Il découvre le monde, circule dans les rues, prend un peu d’âge, s’initie à la lutte des classes, vend l’Huma Dimanche,
fréquente les militants, s’interroge, apprécie surtout l’attitude de
l’Italien Enrico B., « véritable fruit rouge, celui qui a compris que
c’est le peuple allié aux autres forces politiques progressistes qui
fait la révolution ». Il écoute, se forge ses propres convictions, se
heurte aux « cardinaux rouges », les gardiens de la doctrine, lit
beaucoup, surtout Baudelaire, écrit, se lie d’amitié avec un merle qu’il
nomme Avril et qui l’accompagne dans ses périples.

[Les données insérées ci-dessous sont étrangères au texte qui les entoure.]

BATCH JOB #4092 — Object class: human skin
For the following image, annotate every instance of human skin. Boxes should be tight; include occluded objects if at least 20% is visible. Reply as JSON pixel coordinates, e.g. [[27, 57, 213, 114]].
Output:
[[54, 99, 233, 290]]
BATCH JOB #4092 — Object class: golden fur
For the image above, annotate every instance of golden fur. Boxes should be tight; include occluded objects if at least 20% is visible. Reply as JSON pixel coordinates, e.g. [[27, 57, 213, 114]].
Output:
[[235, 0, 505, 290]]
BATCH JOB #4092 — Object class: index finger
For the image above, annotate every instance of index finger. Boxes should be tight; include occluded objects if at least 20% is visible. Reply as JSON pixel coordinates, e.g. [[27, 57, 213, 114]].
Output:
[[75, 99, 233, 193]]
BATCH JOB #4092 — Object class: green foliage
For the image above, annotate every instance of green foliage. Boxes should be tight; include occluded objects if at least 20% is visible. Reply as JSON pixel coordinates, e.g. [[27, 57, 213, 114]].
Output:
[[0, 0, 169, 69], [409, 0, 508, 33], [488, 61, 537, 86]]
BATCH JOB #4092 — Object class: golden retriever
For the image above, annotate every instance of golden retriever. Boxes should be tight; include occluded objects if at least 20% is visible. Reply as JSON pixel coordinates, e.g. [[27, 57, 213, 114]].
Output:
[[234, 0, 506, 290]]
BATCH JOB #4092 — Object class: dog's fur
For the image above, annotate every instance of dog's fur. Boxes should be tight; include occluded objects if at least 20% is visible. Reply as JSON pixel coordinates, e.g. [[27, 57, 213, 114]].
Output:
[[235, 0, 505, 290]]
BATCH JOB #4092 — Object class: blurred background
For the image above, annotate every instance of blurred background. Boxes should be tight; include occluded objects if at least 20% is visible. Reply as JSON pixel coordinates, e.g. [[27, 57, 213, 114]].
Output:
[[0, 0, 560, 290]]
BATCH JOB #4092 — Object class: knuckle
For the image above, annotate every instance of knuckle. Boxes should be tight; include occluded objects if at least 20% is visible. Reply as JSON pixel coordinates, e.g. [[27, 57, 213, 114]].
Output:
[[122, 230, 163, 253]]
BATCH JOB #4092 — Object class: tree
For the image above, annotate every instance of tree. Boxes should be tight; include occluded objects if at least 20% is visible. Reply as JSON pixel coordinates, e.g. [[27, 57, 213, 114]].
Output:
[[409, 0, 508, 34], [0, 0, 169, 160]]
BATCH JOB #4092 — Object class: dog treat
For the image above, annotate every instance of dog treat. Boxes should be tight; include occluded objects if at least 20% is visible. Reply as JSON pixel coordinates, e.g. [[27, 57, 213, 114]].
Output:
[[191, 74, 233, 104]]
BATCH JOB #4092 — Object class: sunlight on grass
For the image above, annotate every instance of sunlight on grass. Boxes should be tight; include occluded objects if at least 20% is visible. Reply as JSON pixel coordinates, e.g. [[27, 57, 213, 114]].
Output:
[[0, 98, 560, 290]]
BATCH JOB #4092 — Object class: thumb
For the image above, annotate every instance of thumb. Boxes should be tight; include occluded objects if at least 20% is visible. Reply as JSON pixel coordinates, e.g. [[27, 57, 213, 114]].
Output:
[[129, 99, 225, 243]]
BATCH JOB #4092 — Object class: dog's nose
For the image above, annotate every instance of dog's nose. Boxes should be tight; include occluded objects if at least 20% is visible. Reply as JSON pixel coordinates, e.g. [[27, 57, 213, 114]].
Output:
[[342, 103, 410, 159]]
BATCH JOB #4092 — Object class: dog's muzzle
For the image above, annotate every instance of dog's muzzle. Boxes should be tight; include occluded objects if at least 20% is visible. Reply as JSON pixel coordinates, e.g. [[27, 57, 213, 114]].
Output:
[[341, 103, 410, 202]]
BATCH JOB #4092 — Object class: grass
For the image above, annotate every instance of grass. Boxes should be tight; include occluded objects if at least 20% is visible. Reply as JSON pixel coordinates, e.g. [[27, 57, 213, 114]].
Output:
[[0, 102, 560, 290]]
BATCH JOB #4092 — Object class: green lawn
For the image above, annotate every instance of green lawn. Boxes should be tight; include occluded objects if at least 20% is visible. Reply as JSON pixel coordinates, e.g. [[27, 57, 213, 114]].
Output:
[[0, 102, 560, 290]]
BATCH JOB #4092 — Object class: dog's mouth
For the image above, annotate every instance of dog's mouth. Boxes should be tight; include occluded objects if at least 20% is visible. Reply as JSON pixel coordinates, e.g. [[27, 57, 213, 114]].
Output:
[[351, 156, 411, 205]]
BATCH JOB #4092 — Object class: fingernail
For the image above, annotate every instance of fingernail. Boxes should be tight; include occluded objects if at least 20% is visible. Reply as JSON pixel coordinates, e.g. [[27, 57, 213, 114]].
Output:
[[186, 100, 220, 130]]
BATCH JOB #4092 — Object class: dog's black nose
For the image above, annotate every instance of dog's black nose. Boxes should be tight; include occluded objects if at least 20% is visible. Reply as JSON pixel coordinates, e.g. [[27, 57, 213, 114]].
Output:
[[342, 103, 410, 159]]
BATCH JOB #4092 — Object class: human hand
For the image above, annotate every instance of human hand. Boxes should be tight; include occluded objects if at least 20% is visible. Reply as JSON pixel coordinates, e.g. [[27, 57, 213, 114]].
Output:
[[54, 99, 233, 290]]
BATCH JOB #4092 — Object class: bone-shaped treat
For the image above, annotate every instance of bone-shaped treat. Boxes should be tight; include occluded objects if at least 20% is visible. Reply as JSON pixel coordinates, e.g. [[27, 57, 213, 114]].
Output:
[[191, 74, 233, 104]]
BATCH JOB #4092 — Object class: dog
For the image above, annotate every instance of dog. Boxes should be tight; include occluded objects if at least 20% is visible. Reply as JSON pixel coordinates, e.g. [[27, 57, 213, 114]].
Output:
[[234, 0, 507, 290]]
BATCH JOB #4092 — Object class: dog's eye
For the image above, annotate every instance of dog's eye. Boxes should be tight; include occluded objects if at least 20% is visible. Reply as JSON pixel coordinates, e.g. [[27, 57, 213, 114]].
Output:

« Alors je mène le combat et je dis : ne laissez pas les merles noirs
être, par le chagrin, traversés. Protégez-les. Oui, que quelqu’un
s’engage à lutter. Tel un Partisan. Je porte une grande douleur à l’âme,
répète encore Avril. Ma sensibilité est blessée. J’ai vu des hommes qui
longeaient les murs de l’hôpital. C’était au petit jour. Et j’ai
ressenti quelque chose qui ressemblait à la souffrance. »
Si Moi de onze ans grandit et bouge dans le temps, il reste
néanmoins toujours tapi dans la tête de l’homme Venaille. Qui poursuit
sa route en lui décochant des clins d’œil complices. Le livre s’arrête
au moment où il lui faut monter « dans l’un de ces lourds camions
militaires » qui l’emporte en Algérie.
« La rue Paul Bert est un chant triste dans le soir. On y joue
des airs qui font frissonner. Longuement. Et l’homme des colères
imprévisibles sort de sa poche une image le représentant, enfant. Moi ! À
onze ans. Dans une page consacrée aux écrivains. »
Tout l’univers de celui qui n’aura jamais cessé d’observer « la
multitude de nuages cachant la vie réelle » se retrouve ici. Il y a son
lyrisme percutant, le réalisme qu’il y instille, sa mélancolie, ses
étonnements, ses révoltes, ses engagements, ses longs arpentages des
quartiers déshérités et son indéfectible lien à l’enfance. L’angoisse se
fait discrète. Elle viendra plus tard. L’enfant rouge, publié quelques semaines après la mort de son auteur, n’est pas seulement le dernier livre de Franck Venaille, il est aussi celui des commencements.
Franck Venaille : L’enfant rouge, Mercure de France.
Bel article de Josse. Il y a d'assez longues citations, c'est important car on peut ainsi avoir une idée de l'écriture de Venaille.